4.      Economic Development

Let me say from the onset, by economic  development I do not mean the reduction of unemployment or some form of  poverty alleviation. We have the capacity to do this through Zakkat, and we shouldn’t blame anyone if we don’t. I have in mind the productive capacity of the Muslims community. The generation of that wealth which alone will protect us from the threats and blackmails of our adversaries. We can not loose sight of the fact that in spite of  the claims of Western governments to support democracy and human rights, they will be the first to place one embargo or the other when ever we announce our intention to implement some aspects of our way of life like the Sharia. We should also have the ability among ourselves, to take good care of our refugees. Ten years ago there were 3.5 million refugees in Africa, who are having to rely on non-Muslim peoples and governments to find shelter and food. We must explore ways to generate the wealth that will enable us meet such needs of the community.

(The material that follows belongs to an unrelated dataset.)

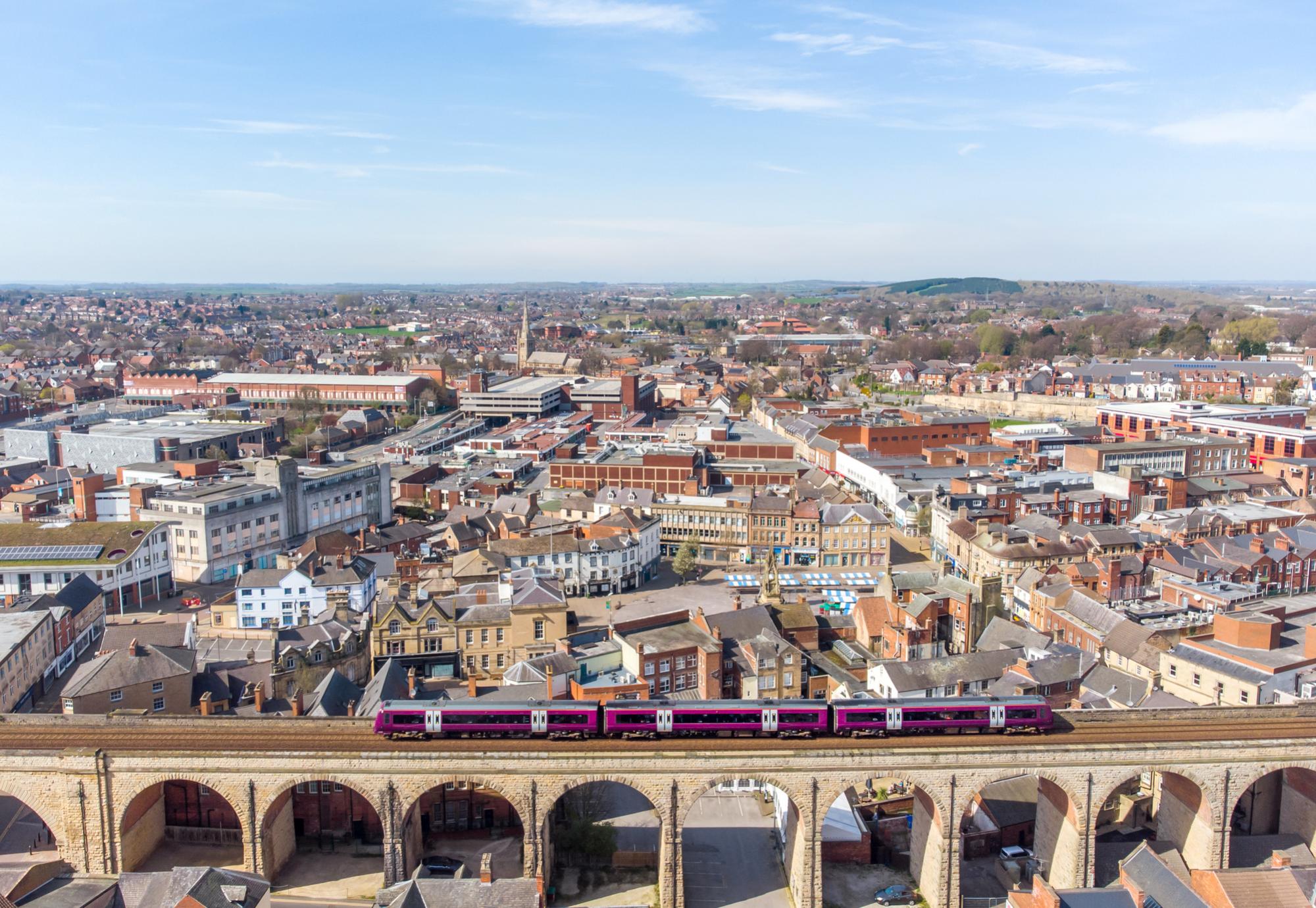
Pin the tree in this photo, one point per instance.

Here we have to be looking at ways of organizing some kind of Muslim capital market to encourage investments and small scale industries to maximize the productive capacity of our community. We must appreciate that these resources are absolutely necessary for our survival as a community and that no one is going to do it for us.

5.      Women Development

One of the greatest tragedy of the Muslim community today is the way we shut out half of the population of the Ummah. We have left our women resources laying waste for too long. We have stunted the spiritual and material growth of our women and relegated them to the background. We have curtailed their participation in the community, especially in the field of politics. We have in so doing only stunted the growth of our Muslim communities, diminished our potentials and rendered bleak our future. We cannot afford to continue with this misfortune as we go into the competitive world of the 21st century. One is not here suggesting that women should compete with men, as is the case the West, nor is one suggesting that women should abandon their God-given role of raising children. Rather in complementing men Muslim women must be allowed to realize their full human potentials, they must be particularly developed, just as we do with men, to be able to contribute fully to the development of their community. Muslim women must be allowed, just as they were at the time of the prophet, to participate in Jihad, attend mosques, serve to the community in various capacities and above all excel in Islamic scholarship. For as we know too well, Islamic scholarship has never been the monopoly of men, indeed many of the Imams of the schools of fiqh studied at the feet of many a woman scholar. Why have we not produce such women scholars in our age when learning has been made a lot easier? What have we gained by our failure to produce women scholars who give tafsir, comment on hadith and give fatwa on issues that affect our community? How can the Muslim community progress and compete favourably with other communities when half of its human resources are left in ignorance?